On paper, this sounds like an appealing prospect. Sadly though, every level in Two Point Campus starts out in the exact same way. Before I can welcome the students for their first year, I need to build dormitories for them to stay in, showers to wash in, and bathrooms to… well, you know. After that, I have to build lecture theatres, libraries, private tuition rooms, medical and pastoral treatment facilities, and break areas for staff and students. They all need building before I can even think about creating the unique learning spaces my legion of lecturers use for practical lessons. It’s frustratingly repetitive as the game asks you to build these rooms and shove a load of stuff in them to tick off a few arbitrary boxes rather than incentivise you to personalise each one. The few times the game gives me prebuilt rooms, I find myself having to sell them off to rebuild them because they don’t make efficient use of the limited space.

Two Point Campus review: a group of wizards and their teacher are standing over a cauldron that is spewing green gas.

Once these first rooms are built, getting to grips with any level’s unique restrictions is where the real meat of Two Point Campus is, and for the most part it’s immensely enjoyable. It takes mere minutes for me to go from laughing at a level’s hilarious concept to swearing at the screen when I learn what its unique gameplay gimmick is. Spiffinmoore – Two Point’s take on Hogwarts – challenges you to withstand waves of wicked wizards, and it takes me an embarrassing amount of time to employ enough assistants with magical elixirs and water pistol-wielding janitors to weed out these sleazy ne’er-do-wells.
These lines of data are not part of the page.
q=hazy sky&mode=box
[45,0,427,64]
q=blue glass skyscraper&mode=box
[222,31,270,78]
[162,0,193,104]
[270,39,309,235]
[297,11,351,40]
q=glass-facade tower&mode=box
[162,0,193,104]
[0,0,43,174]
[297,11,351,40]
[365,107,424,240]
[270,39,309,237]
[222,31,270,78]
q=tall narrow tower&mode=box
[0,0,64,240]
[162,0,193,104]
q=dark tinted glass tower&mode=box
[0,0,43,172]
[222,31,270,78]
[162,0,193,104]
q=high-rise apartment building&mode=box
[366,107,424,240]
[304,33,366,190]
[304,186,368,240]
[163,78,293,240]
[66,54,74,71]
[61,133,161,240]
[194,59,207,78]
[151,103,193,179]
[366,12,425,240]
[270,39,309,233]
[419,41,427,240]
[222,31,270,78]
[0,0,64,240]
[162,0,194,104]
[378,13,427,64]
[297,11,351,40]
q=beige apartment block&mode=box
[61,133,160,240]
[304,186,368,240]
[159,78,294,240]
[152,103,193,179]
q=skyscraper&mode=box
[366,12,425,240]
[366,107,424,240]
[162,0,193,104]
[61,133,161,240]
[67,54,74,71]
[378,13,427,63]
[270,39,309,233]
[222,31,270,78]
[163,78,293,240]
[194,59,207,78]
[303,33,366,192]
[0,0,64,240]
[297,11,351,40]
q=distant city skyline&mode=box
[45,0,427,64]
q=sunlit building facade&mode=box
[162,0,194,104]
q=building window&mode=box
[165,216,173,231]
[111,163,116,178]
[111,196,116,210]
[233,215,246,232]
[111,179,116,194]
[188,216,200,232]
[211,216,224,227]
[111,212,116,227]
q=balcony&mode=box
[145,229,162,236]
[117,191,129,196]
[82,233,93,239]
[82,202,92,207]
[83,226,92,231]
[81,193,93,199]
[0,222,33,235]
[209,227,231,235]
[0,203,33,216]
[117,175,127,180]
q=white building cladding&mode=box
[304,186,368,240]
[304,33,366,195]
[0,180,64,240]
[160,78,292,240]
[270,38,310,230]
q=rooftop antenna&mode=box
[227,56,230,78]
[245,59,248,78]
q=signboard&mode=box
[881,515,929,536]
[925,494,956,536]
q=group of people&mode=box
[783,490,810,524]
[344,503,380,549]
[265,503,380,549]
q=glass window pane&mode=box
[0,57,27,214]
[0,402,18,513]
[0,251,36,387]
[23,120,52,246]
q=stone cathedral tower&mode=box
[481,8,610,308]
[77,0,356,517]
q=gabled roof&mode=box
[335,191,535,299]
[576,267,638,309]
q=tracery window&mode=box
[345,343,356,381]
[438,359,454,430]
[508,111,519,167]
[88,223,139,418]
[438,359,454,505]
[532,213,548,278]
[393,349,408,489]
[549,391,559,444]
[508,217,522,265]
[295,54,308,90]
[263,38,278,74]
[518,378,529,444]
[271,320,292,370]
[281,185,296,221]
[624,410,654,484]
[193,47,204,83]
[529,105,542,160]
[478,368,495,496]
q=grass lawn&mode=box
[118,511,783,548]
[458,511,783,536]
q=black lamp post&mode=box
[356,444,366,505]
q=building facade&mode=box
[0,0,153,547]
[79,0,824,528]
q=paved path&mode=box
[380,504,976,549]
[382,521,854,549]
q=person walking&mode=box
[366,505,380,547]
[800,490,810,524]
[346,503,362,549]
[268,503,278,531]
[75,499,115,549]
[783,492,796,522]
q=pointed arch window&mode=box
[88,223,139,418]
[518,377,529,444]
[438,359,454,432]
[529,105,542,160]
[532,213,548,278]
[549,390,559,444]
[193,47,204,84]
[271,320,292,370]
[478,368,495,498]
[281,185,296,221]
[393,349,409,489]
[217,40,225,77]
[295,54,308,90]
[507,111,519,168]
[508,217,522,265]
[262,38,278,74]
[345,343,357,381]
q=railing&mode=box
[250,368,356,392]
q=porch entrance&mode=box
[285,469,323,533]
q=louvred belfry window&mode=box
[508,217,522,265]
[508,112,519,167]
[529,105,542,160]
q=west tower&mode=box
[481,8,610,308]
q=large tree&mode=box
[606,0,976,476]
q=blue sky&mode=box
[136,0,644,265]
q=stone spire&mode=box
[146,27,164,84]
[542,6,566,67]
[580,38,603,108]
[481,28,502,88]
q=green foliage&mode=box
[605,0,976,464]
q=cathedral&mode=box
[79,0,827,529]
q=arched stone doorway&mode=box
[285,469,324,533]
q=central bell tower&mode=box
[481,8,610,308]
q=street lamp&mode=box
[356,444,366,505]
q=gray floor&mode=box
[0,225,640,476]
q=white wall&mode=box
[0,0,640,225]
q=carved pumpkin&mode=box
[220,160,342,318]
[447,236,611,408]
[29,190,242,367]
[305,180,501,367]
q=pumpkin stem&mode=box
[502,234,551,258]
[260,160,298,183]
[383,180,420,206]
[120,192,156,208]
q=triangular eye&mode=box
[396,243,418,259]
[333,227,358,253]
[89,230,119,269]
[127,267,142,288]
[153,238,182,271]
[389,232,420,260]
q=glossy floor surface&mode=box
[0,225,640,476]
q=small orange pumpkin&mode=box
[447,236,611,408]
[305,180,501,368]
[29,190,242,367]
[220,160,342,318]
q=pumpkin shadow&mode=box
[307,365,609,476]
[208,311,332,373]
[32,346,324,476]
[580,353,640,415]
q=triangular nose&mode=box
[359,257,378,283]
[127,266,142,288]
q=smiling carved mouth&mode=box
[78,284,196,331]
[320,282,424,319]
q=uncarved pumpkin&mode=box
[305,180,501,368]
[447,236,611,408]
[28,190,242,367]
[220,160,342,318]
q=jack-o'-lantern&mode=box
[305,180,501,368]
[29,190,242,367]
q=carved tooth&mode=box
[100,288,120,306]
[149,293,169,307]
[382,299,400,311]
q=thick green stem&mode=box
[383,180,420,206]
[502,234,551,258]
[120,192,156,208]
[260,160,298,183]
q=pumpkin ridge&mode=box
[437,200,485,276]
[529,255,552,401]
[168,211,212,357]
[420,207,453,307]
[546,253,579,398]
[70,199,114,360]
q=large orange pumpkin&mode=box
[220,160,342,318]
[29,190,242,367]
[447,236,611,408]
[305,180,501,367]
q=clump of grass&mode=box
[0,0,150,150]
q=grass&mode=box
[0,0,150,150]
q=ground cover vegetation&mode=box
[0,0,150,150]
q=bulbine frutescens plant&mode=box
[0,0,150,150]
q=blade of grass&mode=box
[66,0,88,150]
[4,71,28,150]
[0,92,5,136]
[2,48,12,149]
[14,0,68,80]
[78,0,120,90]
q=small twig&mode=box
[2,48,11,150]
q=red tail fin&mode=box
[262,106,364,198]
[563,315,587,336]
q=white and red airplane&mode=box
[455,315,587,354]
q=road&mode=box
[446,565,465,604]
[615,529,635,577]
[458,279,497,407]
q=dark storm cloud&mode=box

I still have a good time with this management game despite the big difficulty spike. The most fun Two Point Campus offers me is during my time as administrator of the sporting academy, Fluffborough, where it’s my job to train elite athletes to become regional champions, in addition to running a state-of-the-art university. But, of course, being a Two Point game, there is a twist here: the sport we specialise in is wholly made up. I cried with laughter during the entire first game of ‘cheeseball’, in which two teams wearing mouse-like helmets take turns yeeting wheels of Edam into massive holes, all while the opposing team attacks each rolling cheese with comically oversized graters.

Two Point Campus review: spectators are watching a game of cheeseball, which has six athletes with mouse helmets and striped jerseys. The goalie for each team has a giant cheese grater.

This absurd sense of humour courses through Two Point Campus’s veins, and while I quickly tire of the repetitive, laboured jokes that crackle out of the tannoy systems, the dad joke onslaught lands more often than it has any right to. The names of each individual lecture are a particular highlight, with my personal favourite being the first countercultural studies lecture – “Come to This Class: A Lesson in Irony”.

The technical issues are less fun. Whenever I can’t place an item or room somewhere, it’s because of a bug in the janitor’s behaviour where they seemingly can’t be bothered to sweep up the mess from a natural disaster or spell, no matter how many times I place them next to the offending mess. Instead, they leave a red marker that stays there for the rest of the level, in one case making it impossible for me to move my library to a more suitable location. It’s worth noting that Two Point Studios acknowledges that there are issues with room placement that they are currently fixing, but it’s so persistent in the review build that it spoils the game considerably – fingers crossed it’s patched out in time for release.

If you enjoyed Two Point Hospital’s sense of humour, or just fancy a lighthearted management game, then there’s a lot to love about Two Point Campus. It doesn’t do anything especially new, and there’s not enough depth to satisfy fans of more po-faced simulation games, but it’s charming and packed with enough quality gags and surprises to make the journey through each campus exciting.